Céline Vacchiani-Marcuzzo, « Le Cap, Durban, Johannesburg : trois métropoles face au défi de la mondialisation », Questions internationales, n° 71, janvier-février 2015.
« L'étirement de l'agglomération a sa conséquence : une distance de plus en plus grande entre riches et pauvres, les uns glissant vers le nord, les autres repoussés au sud […]. En même temps, l'accroissement de la criminalité et la peur de l'autre ont renforcé les processus d'exclusion en poussant de plus en plus de citadins aisés à s'enfermer dans des complexes sécurisés. »
Philippe Gervais-Lambony, L'Afrique du Sud, entre héritages et émergence, La Documentation française, 2012.
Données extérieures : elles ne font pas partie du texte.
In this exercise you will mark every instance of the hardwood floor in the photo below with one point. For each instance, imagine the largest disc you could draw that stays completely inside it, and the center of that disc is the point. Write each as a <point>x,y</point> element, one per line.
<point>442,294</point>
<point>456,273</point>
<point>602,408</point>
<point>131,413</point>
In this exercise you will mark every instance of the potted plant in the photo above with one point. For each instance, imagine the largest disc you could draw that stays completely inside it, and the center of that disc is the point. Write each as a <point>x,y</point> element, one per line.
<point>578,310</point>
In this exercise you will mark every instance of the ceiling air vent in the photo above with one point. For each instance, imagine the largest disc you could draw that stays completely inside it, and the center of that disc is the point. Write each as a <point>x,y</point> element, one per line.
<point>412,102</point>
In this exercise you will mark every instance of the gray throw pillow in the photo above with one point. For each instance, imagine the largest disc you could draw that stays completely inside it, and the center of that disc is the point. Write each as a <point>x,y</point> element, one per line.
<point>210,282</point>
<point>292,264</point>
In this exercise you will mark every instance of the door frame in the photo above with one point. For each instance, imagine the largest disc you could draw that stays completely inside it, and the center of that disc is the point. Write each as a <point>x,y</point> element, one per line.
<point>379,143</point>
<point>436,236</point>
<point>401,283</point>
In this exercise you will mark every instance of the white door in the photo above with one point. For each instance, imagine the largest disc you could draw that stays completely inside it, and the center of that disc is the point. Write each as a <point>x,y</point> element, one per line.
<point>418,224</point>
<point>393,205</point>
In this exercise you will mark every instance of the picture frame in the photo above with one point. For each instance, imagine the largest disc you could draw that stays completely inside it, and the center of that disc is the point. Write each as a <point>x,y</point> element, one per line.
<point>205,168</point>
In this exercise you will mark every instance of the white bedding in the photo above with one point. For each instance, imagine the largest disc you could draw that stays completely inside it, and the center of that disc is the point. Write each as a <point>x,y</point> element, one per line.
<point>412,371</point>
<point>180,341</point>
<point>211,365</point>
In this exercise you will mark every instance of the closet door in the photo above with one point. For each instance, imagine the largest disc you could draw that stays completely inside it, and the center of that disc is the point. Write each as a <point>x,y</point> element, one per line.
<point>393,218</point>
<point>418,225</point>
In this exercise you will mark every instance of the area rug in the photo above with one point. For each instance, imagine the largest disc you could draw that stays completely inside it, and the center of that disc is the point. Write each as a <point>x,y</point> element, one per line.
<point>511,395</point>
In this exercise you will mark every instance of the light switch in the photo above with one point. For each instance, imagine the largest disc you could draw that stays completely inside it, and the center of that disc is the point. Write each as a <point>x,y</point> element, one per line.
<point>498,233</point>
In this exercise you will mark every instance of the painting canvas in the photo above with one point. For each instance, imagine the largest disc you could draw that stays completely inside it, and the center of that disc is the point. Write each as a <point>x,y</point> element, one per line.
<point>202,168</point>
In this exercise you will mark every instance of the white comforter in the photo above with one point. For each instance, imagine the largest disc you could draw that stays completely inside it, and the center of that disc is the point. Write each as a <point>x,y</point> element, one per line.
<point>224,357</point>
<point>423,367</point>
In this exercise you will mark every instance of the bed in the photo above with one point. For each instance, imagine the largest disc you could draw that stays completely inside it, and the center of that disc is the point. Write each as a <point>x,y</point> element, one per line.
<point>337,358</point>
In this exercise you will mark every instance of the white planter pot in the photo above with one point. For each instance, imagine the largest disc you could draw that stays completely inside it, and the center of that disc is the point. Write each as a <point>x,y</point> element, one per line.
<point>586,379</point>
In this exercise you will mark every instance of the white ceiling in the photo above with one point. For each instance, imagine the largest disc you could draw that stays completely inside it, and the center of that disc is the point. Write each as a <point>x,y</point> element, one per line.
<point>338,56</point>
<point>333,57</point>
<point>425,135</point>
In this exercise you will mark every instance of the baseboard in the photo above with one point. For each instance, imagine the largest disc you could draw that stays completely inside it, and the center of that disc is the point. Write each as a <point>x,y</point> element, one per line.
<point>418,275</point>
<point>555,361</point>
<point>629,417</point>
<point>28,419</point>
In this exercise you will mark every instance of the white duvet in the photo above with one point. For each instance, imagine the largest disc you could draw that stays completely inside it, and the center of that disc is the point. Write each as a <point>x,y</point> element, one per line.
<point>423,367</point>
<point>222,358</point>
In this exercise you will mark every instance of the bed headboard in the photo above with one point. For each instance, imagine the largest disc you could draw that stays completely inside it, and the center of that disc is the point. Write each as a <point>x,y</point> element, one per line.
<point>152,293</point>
La gentrification de Johannesburg
24 ans après la fin de l'apartheid, l'organisation spatiale de Johannesburg reste très largement marquée par les politiques raciales du régime ségrégationniste. Dans les années 1950, les populations noires ont été massivement relogées dans des quartiers en bordure des villes. En 1994, la transition a vu l'abolition des lois limitant la liberté d'installation des Noirs. A la suite de l'afflux de populations noires dans le centre, les Blancs ont préféré fuir dans les banlieues nord, opulentes et verdoyantes. Les grandes entreprises se sont installées à Sandton, nouveau quartier d'affaires ultramoderne. Tombé en décrépitude, le centre-ville connaît alors des niveaux de criminalité parmi les plus élevés du pays. Mais, certains bâtiments sont peu à peu rénovés et, lentement, les habitants reviennent. Le projet Jewel City vise à restaurer l'ancienne bourse aux diamants et à créer un nouveau quartier avec école, clinique, commerces et, bien sûr, sécurité renforcée. Mais cette effervescence fait aussi des mécontents. Noluthando Sithebe tient une boutique d'artisanat dans l'un des premiers quartiers à avoir été revitalisés. « Les nouveaux propriétaires sont blancs et ils veulent faire partir tous les commerces tenus par des Noirs », accuse la jeune femme, qui regrette la gentrification d'un quartier jusque-là consacré aux artistes et à la créativité.